No Turkeys at the Post: Thanksgiving in Pioneer Wyoming
No Turkeys at the Post: Thanksgiving in Pioneer Wyoming

No Turkeys at the Post: Thanksgiving in Pioneer Wyoming

By Phil Roberts 

     The Thanksgivings of the 19th century in Wyoming weren’t always celebrated with turkey and the trimmings. While Cheyenne printers were enjoying oysters, soldiers at Fort Laramie bemoaned the absence of turkey at the mess halls.

    The first Thanksgiving in Wyoming was officially proclaimed by the Governor of Dakota Territory (of which present Wyoming was a part) in November 1868. While northeastern states had celebrated the holiday for decades, it was only four years earlier that President Abraham Lincoln proclaimed it a national holiday.

    The editor of the Cheyenne Daily Leader greeted the proclamation with the following notice: “Printer’s Holiday—Tomorrow being one of the few holidays to which printers are legally and morally entitled in each year and in obedience to the President’s and Governor’s ‘time-honored’ proclamations, the printers of this office will take a holiday and, Providence and Publicans permitting, a square meal and an egg nog or Tom and Jerry with a few havanas.”

    The editor reported in the next issue that he had enjoyed a thanksgiving feast at the Ford House (operated by African-American hotelier Barney Ford) of “fresh oysters and mountain trout” and, of course, plenty of egg nog and cigars.

    In 1869, the governor of the new Wyoming territory, John A. Campbell, proclaimed November 18 as “a day of Thanksgiving and Praise.”

    The proclamation said: “Although we are the pioneers of a future state, we are mercifully spared from the troubles and dangers which have beset the paths of former pioneers.

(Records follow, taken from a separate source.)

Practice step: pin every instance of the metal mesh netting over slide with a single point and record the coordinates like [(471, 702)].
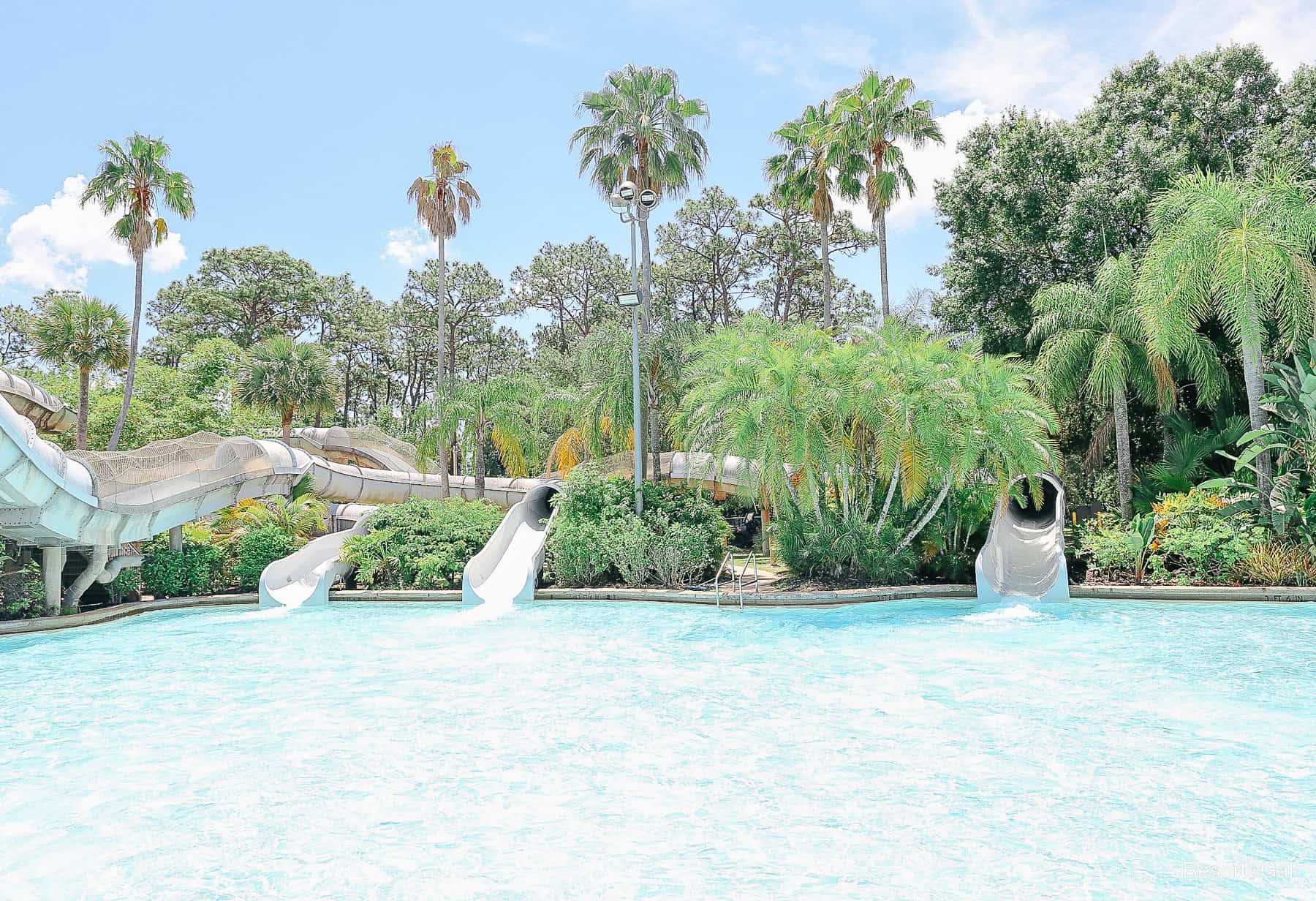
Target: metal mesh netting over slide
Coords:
[(363, 442), (175, 467)]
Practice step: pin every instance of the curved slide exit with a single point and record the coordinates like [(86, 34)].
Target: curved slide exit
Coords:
[(507, 570), (1024, 555)]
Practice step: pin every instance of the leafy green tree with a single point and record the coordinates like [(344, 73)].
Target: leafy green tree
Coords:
[(286, 376), (1005, 211), (707, 261), (241, 294), (1291, 139), (1092, 340), (787, 261), (15, 335), (817, 162), (357, 338), (643, 129), (1240, 253), (575, 284), (302, 516), (72, 330), (880, 118), (442, 199), (135, 184)]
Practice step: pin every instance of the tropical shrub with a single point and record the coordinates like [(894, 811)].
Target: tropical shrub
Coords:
[(128, 583), (839, 547), (597, 536), (1187, 538), (421, 544), (1278, 563), (197, 570), (21, 592), (256, 549)]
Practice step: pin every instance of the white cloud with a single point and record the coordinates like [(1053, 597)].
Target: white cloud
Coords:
[(1282, 28), (56, 244), (1005, 64), (534, 39), (817, 57), (928, 165), (409, 246)]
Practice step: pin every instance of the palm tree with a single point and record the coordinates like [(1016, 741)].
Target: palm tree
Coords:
[(817, 162), (135, 184), (878, 118), (286, 376), (302, 516), (442, 199), (85, 332), (643, 131), (1094, 342), (1239, 252)]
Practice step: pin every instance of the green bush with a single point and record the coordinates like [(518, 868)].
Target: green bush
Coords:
[(577, 555), (421, 544), (257, 548), (197, 570), (1194, 540), (597, 536), (21, 590), (128, 583), (840, 547)]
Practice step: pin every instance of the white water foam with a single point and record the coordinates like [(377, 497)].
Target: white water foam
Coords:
[(1005, 614)]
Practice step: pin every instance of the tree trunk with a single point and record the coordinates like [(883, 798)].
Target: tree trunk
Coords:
[(480, 460), (882, 260), (927, 516), (646, 274), (347, 391), (132, 353), (444, 457), (1123, 456), (827, 278), (83, 391), (1253, 377)]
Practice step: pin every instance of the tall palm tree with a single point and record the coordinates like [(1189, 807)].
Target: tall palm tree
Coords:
[(85, 332), (287, 376), (442, 199), (880, 116), (817, 161), (643, 131), (1239, 252), (135, 184), (1094, 342)]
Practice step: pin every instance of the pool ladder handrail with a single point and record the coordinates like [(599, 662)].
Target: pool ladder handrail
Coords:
[(735, 580)]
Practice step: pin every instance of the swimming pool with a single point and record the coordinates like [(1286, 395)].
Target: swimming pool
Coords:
[(907, 750)]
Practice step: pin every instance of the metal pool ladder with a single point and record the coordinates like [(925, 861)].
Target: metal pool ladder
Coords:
[(736, 580)]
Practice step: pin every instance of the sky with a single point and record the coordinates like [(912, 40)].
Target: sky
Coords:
[(302, 124)]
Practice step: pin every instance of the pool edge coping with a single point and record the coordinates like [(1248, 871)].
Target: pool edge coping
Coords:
[(1161, 593)]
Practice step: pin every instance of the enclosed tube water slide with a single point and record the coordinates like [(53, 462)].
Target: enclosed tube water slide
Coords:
[(508, 567), (100, 501), (1024, 555)]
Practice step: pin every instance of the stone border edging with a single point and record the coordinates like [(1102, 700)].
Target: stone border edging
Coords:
[(110, 614), (1161, 593)]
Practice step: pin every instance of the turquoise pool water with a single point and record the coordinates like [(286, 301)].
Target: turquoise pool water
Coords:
[(612, 751)]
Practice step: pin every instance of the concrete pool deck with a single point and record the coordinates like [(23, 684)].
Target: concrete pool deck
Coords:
[(1162, 593)]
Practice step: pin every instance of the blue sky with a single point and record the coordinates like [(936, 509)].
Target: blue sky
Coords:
[(302, 124)]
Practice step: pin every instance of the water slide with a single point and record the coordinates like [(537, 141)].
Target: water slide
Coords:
[(100, 501), (1024, 555), (306, 576), (507, 570)]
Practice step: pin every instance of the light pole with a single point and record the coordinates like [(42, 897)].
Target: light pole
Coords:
[(631, 206)]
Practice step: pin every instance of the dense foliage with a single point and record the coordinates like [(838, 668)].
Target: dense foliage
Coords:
[(597, 536), (421, 544)]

The labor of the husbandman, the miner, and the herdsman have met with their due reward, not alone in what they have reaped, but also in rich promise for the future.” (The original proclamation is in the collections of the Cultural Resources Division, Wyoming State Parks and Cultural Resources Department).

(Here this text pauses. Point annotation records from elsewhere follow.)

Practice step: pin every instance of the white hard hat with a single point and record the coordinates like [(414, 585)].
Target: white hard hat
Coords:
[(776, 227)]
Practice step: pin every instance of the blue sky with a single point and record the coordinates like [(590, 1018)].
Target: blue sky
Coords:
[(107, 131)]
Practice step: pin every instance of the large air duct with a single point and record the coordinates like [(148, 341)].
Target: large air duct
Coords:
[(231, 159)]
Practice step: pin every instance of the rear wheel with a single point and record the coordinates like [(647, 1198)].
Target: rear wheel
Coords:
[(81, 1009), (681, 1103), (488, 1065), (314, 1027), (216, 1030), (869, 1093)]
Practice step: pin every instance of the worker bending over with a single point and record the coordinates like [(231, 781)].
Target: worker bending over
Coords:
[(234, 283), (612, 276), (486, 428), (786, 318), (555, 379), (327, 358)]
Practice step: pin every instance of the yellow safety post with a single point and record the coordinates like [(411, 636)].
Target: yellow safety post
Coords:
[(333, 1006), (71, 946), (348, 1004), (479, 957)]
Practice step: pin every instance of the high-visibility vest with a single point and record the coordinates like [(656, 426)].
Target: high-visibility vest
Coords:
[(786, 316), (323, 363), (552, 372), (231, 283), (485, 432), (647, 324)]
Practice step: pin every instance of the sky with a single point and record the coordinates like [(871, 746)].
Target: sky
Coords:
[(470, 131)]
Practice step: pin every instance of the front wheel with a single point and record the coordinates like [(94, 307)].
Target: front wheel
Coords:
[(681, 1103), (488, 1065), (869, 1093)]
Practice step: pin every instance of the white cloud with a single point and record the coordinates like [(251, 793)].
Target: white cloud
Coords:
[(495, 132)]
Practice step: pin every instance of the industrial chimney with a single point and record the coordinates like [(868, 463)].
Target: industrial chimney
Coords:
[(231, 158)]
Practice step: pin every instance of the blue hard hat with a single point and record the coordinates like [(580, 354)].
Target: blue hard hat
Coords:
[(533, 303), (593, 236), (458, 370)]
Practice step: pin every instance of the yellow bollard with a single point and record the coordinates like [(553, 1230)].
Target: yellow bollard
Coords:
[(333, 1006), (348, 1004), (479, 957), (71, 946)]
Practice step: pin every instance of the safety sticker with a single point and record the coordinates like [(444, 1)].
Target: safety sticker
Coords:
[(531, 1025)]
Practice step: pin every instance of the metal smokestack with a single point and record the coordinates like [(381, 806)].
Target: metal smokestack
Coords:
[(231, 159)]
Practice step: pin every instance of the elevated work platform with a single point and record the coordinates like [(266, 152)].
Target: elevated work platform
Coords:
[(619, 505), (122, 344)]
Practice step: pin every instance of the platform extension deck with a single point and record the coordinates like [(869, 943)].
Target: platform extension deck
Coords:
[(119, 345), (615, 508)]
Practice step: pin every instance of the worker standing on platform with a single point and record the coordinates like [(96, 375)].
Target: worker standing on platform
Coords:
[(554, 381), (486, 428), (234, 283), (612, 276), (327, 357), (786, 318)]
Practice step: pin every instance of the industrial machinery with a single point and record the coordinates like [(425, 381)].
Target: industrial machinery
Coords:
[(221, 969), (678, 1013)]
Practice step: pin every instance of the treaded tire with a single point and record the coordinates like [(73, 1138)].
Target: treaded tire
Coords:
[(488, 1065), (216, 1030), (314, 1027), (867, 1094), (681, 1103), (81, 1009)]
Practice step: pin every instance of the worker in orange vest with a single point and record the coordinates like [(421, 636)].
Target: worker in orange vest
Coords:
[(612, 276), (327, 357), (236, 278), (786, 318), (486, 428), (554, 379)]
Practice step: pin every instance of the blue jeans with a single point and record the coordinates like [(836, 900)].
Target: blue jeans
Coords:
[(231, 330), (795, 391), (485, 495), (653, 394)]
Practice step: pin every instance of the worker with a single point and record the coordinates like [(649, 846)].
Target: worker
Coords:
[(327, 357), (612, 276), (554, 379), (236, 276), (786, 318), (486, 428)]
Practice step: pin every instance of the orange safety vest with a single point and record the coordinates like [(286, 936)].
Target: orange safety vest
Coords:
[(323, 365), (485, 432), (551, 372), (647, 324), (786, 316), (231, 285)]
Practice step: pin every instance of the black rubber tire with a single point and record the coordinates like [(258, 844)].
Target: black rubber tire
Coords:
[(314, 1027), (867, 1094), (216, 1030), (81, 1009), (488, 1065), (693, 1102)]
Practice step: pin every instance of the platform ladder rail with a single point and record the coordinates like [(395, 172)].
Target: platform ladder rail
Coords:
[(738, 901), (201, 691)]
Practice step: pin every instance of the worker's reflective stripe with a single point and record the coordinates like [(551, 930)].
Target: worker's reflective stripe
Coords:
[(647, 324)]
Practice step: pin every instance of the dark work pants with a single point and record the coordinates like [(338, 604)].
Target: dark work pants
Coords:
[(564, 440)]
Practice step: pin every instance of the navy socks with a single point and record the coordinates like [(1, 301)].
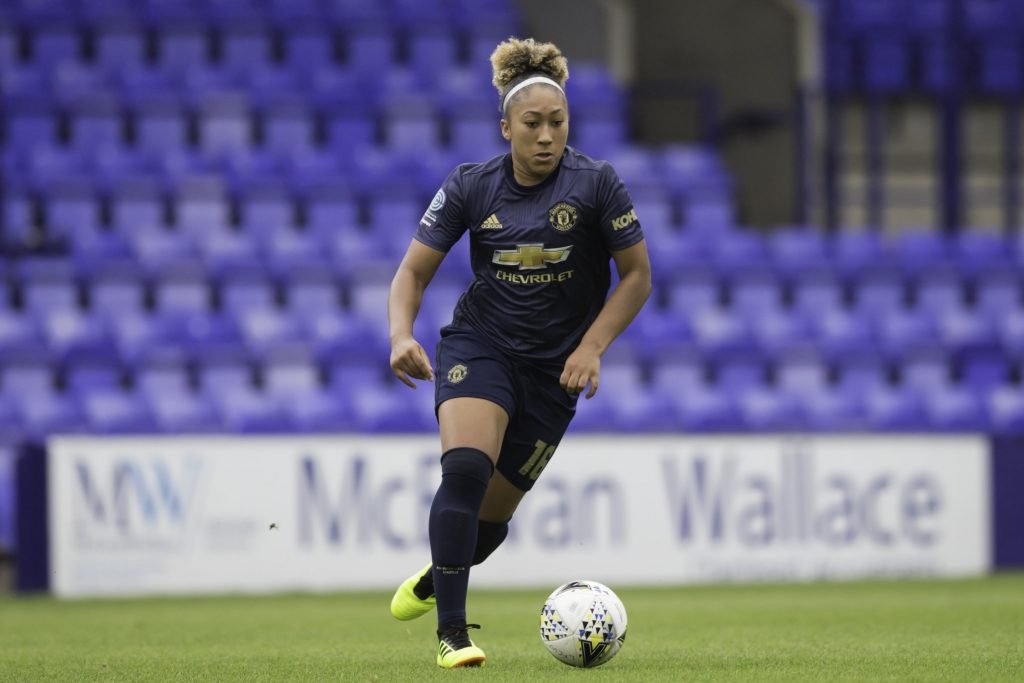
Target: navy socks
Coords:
[(454, 527), (488, 537)]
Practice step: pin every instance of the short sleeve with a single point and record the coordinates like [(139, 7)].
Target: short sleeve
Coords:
[(619, 222), (442, 223)]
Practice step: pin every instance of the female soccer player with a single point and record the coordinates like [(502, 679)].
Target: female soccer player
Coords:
[(526, 337)]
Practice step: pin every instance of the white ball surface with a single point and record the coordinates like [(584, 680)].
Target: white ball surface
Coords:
[(583, 624)]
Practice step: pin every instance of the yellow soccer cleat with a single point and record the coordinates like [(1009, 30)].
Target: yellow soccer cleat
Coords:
[(406, 604), (455, 649)]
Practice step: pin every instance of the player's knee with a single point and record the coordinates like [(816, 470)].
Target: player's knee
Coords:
[(466, 462), (488, 537)]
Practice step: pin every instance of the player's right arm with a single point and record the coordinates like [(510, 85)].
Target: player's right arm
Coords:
[(409, 360)]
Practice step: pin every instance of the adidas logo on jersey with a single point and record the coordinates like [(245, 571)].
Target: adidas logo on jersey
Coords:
[(492, 223)]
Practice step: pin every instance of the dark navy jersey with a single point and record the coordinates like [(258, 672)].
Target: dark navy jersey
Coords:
[(540, 254)]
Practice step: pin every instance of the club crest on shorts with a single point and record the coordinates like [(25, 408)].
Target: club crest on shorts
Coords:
[(438, 201), (562, 216), (458, 374)]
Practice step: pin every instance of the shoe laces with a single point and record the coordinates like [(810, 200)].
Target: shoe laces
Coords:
[(457, 636)]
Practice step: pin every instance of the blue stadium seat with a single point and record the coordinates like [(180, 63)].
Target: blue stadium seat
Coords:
[(734, 250), (982, 371), (347, 127), (136, 203), (290, 371), (925, 370), (815, 291), (392, 408), (474, 129), (182, 413), (95, 123), (890, 409), (887, 62), (774, 329), (879, 292), (852, 251), (861, 372), (71, 330), (55, 42), (247, 411), (221, 369), (763, 409), (754, 291), (693, 290), (318, 412), (201, 204), (72, 207), (965, 330), (134, 334), (954, 410), (1000, 65), (678, 368), (264, 329), (795, 249), (411, 126), (309, 289), (1006, 410), (432, 51), (702, 409), (161, 123), (918, 249), (200, 332), (90, 371), (654, 329), (119, 43), (182, 45), (976, 251), (371, 49), (337, 334), (245, 45), (180, 287), (243, 288), (997, 293), (289, 127), (899, 330), (223, 249), (840, 331), (162, 370), (47, 285), (308, 46), (157, 249), (49, 413), (265, 207), (224, 126), (938, 290), (287, 248), (26, 373)]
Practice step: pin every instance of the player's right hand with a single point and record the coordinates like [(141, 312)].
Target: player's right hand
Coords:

    Soldiers stationed at the far-flung outposts in the state were often nearer those dangers and farther from the feasts. Fort Laramie’s post surgeon in 1871 reported: “Thanksgiving Day. All labor suspended. Very cold and snowy and no turkeys at the post.”

    Troops at Fort Washakie in 1873 were more fortunate. A report noted that “the companies each had an excellent dinner today, it being the annual Thanksgiving.”   Apparently, Thanksgiving at Fort Washakie eight years later in 1881 was equally festive, although there is again no record of turkeys as the main course. A chronicler wrote the week before Thanksgiving that “Lt. Jordan and five enlisted men were on a hunting trip and killed ten elk, six black-tailed deer and one buffalo.”

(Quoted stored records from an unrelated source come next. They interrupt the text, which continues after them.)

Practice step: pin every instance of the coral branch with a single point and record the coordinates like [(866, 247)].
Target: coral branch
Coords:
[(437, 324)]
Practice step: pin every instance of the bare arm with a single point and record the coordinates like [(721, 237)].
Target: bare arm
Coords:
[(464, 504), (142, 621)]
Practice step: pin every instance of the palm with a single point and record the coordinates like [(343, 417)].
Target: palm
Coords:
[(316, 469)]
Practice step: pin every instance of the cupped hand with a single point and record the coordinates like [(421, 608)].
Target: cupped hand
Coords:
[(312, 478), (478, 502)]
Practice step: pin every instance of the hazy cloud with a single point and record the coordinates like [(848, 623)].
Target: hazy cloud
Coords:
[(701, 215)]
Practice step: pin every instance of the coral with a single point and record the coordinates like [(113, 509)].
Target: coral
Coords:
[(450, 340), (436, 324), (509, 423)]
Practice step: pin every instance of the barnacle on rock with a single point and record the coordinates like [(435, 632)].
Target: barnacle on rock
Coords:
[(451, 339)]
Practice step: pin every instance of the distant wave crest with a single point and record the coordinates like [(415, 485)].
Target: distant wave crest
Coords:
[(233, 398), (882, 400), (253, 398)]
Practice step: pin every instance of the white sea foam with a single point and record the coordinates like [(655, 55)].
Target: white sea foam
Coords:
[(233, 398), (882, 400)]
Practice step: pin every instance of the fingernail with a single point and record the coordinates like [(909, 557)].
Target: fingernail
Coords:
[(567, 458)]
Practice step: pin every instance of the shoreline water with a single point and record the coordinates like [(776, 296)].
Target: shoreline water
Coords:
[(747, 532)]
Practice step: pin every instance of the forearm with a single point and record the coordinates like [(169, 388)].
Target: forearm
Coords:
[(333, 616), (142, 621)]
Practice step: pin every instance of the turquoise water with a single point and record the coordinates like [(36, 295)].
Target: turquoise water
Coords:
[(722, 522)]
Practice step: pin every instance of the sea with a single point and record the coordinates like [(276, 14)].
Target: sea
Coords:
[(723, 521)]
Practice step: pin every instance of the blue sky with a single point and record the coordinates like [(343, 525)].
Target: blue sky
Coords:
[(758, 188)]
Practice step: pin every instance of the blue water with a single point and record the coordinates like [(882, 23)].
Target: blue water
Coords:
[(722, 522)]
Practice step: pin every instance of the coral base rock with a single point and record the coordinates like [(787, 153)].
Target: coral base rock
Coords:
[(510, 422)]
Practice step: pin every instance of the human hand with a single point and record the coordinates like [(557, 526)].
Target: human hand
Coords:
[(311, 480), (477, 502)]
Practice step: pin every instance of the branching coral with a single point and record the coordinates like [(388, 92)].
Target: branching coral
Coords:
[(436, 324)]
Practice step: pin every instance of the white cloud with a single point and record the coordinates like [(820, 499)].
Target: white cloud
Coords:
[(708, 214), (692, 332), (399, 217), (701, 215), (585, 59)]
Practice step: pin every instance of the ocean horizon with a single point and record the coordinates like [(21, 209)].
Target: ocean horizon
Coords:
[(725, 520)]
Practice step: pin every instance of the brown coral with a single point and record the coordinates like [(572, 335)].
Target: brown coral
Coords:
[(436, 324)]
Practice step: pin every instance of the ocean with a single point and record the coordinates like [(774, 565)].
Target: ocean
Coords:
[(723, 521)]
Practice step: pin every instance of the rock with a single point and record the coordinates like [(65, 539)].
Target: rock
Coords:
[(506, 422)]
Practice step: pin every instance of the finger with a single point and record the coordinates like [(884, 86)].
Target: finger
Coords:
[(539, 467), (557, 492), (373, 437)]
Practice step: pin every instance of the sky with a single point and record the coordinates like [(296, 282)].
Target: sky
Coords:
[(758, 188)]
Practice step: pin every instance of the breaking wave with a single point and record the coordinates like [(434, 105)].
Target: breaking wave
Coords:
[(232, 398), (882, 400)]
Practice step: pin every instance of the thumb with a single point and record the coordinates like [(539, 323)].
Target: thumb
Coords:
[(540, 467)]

    The soldiers at Fort Fetterman in 1878 were treated to a variety of holiday treats. The commissary order for November 1 asked for “195 pounds of turkey, ten bushels of apples, four pounds of sage, eight pounds of almonds and pecans, 11 pounds of cherries” and, inexplicably, “140 codfish.”

    Pre-statehood newspapers frequently reported on the festive activities of Thanksgiving. The Big Horn Sentinel in 1884 reported that “the Calico Hop” in Sheridan on Thanksgiving night featured an “expensive supper, fine music, and good prompting.” The same paper noted that the holiday was “observed with unusual quietness in Big Horn.”

    More than just dinner was given at Lusk in 1886. The Lusk Herald reported: “The hall not being completed owing to the storm, Mrs. Dowd threw open her house to the Thanksgiving dancers, and also added a huge taffy pulling attachment.”

    The Laramie Sentinel advertised “nice fresh cultivated Cranberries at the Eagle Bakery” in a November 1871 issue. Oysters (selling for $1 per half can), canned corn, and nuts were advertised. Not a single advertisement featured turkey. Maybe 1871 was a bad year for them all over the state.